It is frankly disheartening to see the frequency with which cases of sexual abuse and domestic violence come into the light. Thousands of helpless victims are stuck in abusive relationships and oppressive conditions with no means of support or escape. The individual’s sense of identity and spirit is quashed and buried under heaps of trauma inflicted by the abusers. Smita Bharti is an activist, playwright and a poet who walked out of an abusive marriage herself after suffering for 12 long years. She intimately understands the burden of this trauma and therefore uses her experiences to help heal fellow survivors of abuse through the poetic and artistic outlet of theatre.
Smita Bharti was born in Bihai, Chhattisgarh in 1964 and studied at the Auckland School Shimla where she was introduced to theatre at the age of 5. A voracious reader and a loner, books were her comfort and peers throughout her life, teaching her the intricacies of human nature. introduced to the fantastical world of reading at the age of five when she received her first Enid Blyton novel. Her uncle brought home about a 100 books of original three act comedy plays performed at the Gaiety Theatre in Shimla by the Britishers from the early 1900s. She inherited a library of books left behind by six uncles, and as many aunts, which ranged from Hindu Mythology to Cowboy series to Harold Robbins, to Arthur Hailey, not to miss the entire universe of prolific mystery writer Enid Blyton.
She was loner in her formative years. Not because she was aloof, or not approachable, but it was because she was harbouring a huge secret. She was sexually abused at the age of 6. Furthermore, she was married at the young age of 19. Her marriage lasted 12 years during which she gave birth to two children. Stuck in the abusive marriage, she often wondered to herself, “Why is this happening to me?” But her spirit was not subdued. She says her two children and her reams of poetry helped her in keeping her sanity through the 12 years of exile. She left the marriage in 1995 holding the hands of her children, with no plan in mind and into nothingness. No maintenance, alimony, bank account, house or even a CV. She had never worked till then and this weighed heavy on her mind as she walked into nothing with nothing.

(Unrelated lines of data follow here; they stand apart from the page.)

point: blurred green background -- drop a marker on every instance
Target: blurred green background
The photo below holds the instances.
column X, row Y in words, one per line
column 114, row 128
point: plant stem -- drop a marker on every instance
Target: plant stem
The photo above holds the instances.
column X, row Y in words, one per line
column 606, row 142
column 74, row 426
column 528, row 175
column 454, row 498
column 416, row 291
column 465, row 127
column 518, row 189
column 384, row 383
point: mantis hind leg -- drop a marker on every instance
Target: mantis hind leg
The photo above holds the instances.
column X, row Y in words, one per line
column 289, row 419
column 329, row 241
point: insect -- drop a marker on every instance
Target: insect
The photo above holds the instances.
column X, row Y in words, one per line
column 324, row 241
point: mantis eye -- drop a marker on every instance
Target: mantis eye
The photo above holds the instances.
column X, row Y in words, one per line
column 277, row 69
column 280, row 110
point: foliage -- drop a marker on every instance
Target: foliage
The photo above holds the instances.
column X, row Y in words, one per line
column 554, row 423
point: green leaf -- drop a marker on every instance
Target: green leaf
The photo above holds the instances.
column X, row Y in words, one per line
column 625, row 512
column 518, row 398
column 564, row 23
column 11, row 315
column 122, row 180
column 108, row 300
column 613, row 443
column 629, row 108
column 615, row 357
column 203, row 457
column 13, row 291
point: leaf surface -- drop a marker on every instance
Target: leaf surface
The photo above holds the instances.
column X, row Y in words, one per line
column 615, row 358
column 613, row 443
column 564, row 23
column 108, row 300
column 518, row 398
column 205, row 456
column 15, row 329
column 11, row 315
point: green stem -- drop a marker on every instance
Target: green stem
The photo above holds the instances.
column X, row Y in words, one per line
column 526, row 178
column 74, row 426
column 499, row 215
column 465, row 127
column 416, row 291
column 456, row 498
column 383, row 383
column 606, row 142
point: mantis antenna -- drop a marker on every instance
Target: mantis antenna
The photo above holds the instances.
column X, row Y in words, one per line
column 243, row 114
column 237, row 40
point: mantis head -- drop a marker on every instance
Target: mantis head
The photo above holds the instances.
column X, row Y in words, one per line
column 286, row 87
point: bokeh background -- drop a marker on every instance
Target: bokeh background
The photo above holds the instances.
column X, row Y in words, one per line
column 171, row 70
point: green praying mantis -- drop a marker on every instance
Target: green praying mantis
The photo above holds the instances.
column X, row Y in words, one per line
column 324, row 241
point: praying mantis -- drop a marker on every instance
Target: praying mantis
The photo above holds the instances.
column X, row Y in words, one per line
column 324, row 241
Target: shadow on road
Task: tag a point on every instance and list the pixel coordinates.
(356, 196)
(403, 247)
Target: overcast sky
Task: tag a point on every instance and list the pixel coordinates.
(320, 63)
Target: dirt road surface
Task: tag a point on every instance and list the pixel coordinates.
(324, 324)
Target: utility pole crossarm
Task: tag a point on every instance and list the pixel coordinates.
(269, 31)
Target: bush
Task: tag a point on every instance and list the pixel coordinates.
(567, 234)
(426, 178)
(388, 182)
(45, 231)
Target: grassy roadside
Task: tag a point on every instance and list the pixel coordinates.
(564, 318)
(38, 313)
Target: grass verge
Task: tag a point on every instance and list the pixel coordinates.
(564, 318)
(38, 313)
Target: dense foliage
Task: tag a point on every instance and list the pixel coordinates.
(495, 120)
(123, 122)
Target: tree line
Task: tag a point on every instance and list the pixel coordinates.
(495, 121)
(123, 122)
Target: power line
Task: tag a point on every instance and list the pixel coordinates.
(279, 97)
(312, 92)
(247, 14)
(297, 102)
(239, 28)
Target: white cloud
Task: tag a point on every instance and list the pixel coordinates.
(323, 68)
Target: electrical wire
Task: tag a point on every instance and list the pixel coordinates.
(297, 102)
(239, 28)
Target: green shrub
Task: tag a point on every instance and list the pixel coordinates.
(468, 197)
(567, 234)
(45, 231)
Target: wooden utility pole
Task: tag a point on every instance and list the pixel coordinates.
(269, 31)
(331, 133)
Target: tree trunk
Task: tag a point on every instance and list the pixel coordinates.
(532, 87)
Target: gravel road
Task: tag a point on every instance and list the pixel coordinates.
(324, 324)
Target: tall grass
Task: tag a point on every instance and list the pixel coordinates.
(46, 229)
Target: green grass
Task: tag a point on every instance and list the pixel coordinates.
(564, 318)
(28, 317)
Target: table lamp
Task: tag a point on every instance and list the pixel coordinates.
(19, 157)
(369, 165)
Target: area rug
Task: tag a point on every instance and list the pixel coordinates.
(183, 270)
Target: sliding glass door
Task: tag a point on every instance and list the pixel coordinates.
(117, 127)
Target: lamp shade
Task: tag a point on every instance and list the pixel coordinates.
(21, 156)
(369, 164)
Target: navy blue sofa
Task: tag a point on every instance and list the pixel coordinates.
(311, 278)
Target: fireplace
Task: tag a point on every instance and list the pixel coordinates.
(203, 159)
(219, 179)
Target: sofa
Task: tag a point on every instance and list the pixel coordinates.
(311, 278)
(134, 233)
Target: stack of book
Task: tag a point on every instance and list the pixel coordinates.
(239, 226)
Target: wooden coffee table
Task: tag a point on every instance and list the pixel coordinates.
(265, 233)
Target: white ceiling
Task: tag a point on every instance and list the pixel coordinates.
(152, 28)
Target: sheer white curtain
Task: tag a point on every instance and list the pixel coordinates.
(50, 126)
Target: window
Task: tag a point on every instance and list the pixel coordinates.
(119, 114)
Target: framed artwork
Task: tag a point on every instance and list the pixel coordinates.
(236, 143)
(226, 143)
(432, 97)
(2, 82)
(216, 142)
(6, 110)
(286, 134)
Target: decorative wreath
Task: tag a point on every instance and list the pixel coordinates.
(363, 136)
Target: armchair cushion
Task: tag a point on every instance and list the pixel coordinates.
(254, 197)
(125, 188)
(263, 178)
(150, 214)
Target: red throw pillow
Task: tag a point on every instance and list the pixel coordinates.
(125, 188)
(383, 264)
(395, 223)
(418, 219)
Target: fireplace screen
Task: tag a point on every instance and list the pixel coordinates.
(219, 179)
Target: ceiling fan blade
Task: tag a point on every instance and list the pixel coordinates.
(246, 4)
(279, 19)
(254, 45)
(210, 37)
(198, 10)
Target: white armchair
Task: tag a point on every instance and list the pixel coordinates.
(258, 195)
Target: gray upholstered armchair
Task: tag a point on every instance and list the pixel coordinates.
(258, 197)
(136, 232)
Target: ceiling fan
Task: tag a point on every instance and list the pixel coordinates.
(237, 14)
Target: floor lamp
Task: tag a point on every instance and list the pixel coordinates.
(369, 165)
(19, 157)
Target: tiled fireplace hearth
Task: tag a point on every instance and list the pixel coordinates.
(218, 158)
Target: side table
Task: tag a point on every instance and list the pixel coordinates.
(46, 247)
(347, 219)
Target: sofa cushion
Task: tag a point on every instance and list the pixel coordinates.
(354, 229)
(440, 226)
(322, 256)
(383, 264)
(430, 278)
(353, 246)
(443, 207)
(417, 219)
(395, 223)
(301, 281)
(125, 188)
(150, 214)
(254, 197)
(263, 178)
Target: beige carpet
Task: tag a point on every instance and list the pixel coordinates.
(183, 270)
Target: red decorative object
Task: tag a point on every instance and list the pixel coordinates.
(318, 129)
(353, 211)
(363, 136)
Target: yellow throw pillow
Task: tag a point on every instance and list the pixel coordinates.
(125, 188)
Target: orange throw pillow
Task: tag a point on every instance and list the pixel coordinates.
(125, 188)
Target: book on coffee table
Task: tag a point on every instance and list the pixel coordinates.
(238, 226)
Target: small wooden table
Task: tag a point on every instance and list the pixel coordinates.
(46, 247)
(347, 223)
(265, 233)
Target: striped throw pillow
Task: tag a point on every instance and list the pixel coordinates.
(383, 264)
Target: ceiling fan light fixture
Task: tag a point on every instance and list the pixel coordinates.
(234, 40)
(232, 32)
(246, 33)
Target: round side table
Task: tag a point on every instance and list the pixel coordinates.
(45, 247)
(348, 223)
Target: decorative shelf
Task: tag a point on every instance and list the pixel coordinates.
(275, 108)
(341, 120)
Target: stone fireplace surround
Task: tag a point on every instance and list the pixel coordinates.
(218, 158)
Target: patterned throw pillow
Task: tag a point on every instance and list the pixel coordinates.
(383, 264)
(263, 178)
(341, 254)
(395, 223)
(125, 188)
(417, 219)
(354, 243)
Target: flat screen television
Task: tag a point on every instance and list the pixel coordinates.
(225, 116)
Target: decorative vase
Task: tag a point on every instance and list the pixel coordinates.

This was 26 years ago. After a lifetime of questioning the compulsion that kept her bound to violence for 12 years of her life, she held a pen and started to write a new chapter in her own life. She decided to use her gifts of imagination and writing to help others understand their predicament through the artistic medium of theatre and poetry. She has spent the past 26 years writing plays and poems with the purpose of empowering the victims of abuse, so they can find the courage in themselves to firmly say “this abuse is not my identity, I deserve better”. Her endeavours took her into prisons, colleges, villages, communities, and corporations. She talked to writers, artists, academics, philosophers, students, leaders, judges, prisoners, teachers, professionals, students, wives, mothers and daughters, asking them the same question, "what makes us say yes when we want to say NO?".
Since 2000, Ms. Bharti has engaged people in the art of storytelling and role-playing that allow re-scripting of personal experiences by finding the space and courage to ask the uncomfortable questions, leading to difficult conversations that disrupt the misogynist status quo. She has written several critically acclaimed plays that tackle the sensitive issue of sexual abuse. In 2013, she wrote and directed Jug Jug Jiyo which went on to win the UNFPA Laadli Media Award for Best Play.
Currently Ms. Bharti is the Executive Director of human rights based NGO, Sakshi. She has been with Sakshi for two decades as a theatre practitioner working with women who have survived third-degree domestic violence. For her over 2 decades of efforts, she received the Karmaveer Gold Chakra and Karmaveer Puraskaar for Social Change and Justice in 2016. She is also the programme director of The Rakshin Project, a youth-led movement across 40,000 colleges pan-India to prevent, prohibit and resolve child sexual abuse.
Her desire to help others is limitless. To her, what matters is that every youth, every survivor, who has ever experienced what she has been through, knows what is happening to them, and that they are not to blame and the trauma inflicted upon them is not their fault. That they know what the violation of a personal boundary is, that they know when and how to say no, and most importantly, that their consent is critical at every stage. This is what she lives for and works for. Ceaselessly. Relentlessly.